Open MaxBenChrist opened this issue 8 years ago • 4 comments

I started a file at

https://github.com/MaxBenChrist/awesome_time_series_in_python/blob/master/standardize_time_series_formats.md

to trigger a discussion regarding the time series formats for python packages to analyze time series data.

This issue should be used to discuss the file.

MaxBenChrist avatar Aug 31 '17 09:08 MaxBenChrist

On this point, I can just inform about the choice made for tslearn (probably not ideal).

Our time series are 3d numpy arrays (to allow for multidimensional time series). As for now, we do not tackle the irregular sampling case. And to allow for time series of varying lengths to be stored in a single array, we pad shorter time series with nans. Then, in tslearn, we have a ts_size function that takes a time series and returns its actual size (when ignoring padded nans).

rtavenar avatar Sep 22 '17 11:09 rtavenar

I hear you loud and clear, having just put together a few examples. Every package has its own ideas.
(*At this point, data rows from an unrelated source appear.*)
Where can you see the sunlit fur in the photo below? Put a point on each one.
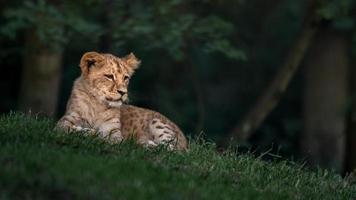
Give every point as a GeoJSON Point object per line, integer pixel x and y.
{"type": "Point", "coordinates": [97, 105]}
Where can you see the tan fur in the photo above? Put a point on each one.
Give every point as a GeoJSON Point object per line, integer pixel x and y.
{"type": "Point", "coordinates": [96, 105]}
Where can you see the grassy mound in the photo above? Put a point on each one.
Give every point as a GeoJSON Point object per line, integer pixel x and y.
{"type": "Point", "coordinates": [38, 163]}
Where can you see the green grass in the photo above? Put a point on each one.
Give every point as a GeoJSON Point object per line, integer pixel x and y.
{"type": "Point", "coordinates": [38, 163]}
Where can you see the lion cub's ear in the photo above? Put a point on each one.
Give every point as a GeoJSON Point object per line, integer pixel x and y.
{"type": "Point", "coordinates": [88, 60]}
{"type": "Point", "coordinates": [132, 61]}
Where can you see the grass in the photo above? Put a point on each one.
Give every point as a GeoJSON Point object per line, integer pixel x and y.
{"type": "Point", "coordinates": [38, 163]}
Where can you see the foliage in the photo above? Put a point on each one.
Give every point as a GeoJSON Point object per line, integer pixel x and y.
{"type": "Point", "coordinates": [38, 163]}
{"type": "Point", "coordinates": [175, 26]}
{"type": "Point", "coordinates": [337, 11]}
{"type": "Point", "coordinates": [52, 25]}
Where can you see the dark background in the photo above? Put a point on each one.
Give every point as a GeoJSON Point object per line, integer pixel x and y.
{"type": "Point", "coordinates": [204, 65]}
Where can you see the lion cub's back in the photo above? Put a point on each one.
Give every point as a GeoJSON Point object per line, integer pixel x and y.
{"type": "Point", "coordinates": [136, 121]}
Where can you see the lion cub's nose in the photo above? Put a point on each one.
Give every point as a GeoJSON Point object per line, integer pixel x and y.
{"type": "Point", "coordinates": [121, 92]}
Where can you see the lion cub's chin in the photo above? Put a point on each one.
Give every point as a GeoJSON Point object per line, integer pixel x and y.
{"type": "Point", "coordinates": [114, 104]}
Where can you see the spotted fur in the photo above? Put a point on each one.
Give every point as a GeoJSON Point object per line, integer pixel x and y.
{"type": "Point", "coordinates": [97, 105]}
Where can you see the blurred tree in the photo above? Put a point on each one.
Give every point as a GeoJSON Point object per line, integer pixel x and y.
{"type": "Point", "coordinates": [325, 99]}
{"type": "Point", "coordinates": [271, 96]}
{"type": "Point", "coordinates": [350, 158]}
{"type": "Point", "coordinates": [326, 87]}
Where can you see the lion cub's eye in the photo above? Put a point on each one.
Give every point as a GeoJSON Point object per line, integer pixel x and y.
{"type": "Point", "coordinates": [109, 76]}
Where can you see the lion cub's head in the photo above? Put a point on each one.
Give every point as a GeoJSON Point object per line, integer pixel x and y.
{"type": "Point", "coordinates": [107, 76]}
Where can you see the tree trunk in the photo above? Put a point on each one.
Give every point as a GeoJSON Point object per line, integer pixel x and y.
{"type": "Point", "coordinates": [271, 96]}
{"type": "Point", "coordinates": [40, 78]}
{"type": "Point", "coordinates": [325, 99]}
{"type": "Point", "coordinates": [350, 154]}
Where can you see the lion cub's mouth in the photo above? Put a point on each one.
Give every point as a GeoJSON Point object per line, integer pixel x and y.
{"type": "Point", "coordinates": [113, 99]}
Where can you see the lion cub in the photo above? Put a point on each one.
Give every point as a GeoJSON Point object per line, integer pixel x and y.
{"type": "Point", "coordinates": [96, 105]}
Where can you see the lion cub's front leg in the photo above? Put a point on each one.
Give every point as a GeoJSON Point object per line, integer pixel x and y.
{"type": "Point", "coordinates": [110, 126]}
{"type": "Point", "coordinates": [72, 122]}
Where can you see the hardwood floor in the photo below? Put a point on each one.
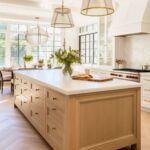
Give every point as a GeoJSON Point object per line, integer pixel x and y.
{"type": "Point", "coordinates": [16, 133]}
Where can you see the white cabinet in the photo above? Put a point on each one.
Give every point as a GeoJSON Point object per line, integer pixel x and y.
{"type": "Point", "coordinates": [145, 91]}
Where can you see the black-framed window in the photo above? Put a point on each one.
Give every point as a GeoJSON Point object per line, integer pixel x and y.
{"type": "Point", "coordinates": [88, 48]}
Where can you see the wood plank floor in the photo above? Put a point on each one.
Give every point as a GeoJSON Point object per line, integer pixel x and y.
{"type": "Point", "coordinates": [16, 133]}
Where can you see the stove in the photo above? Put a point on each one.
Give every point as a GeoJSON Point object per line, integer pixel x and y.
{"type": "Point", "coordinates": [128, 74]}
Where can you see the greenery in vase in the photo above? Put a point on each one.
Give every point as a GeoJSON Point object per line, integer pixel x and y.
{"type": "Point", "coordinates": [41, 61]}
{"type": "Point", "coordinates": [67, 58]}
{"type": "Point", "coordinates": [28, 58]}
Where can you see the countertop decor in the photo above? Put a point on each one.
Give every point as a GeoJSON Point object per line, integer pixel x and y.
{"type": "Point", "coordinates": [67, 58]}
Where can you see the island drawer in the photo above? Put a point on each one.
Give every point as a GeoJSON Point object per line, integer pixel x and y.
{"type": "Point", "coordinates": [26, 83]}
{"type": "Point", "coordinates": [54, 136]}
{"type": "Point", "coordinates": [56, 116]}
{"type": "Point", "coordinates": [56, 98]}
{"type": "Point", "coordinates": [145, 90]}
{"type": "Point", "coordinates": [37, 90]}
{"type": "Point", "coordinates": [17, 80]}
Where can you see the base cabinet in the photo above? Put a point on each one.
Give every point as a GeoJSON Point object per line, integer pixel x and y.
{"type": "Point", "coordinates": [94, 121]}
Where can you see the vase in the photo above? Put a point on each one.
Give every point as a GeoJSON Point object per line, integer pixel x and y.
{"type": "Point", "coordinates": [67, 69]}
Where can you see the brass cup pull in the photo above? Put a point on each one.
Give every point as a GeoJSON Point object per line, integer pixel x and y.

No two are the same it seems. https://github.com/microprediction/timeseries-notebooks I need a drink

microprediction avatar Jan 03 '21 02:01 microprediction

@microprediction we'd welcome your feedback on sktime which tries to remedy some of these issues.

mloning avatar Jan 06 '21 13:01 mloning

Thanks, I'm taking a look. Btw my own most recent ruminations are embodied at https://github.com/microprediction/timemachines but I hasten to add that my scope is probably smaller. I'll try to bring in some more people to this thread, unless someone thinks there is a better place to discuss time series and canonical representations of data and models.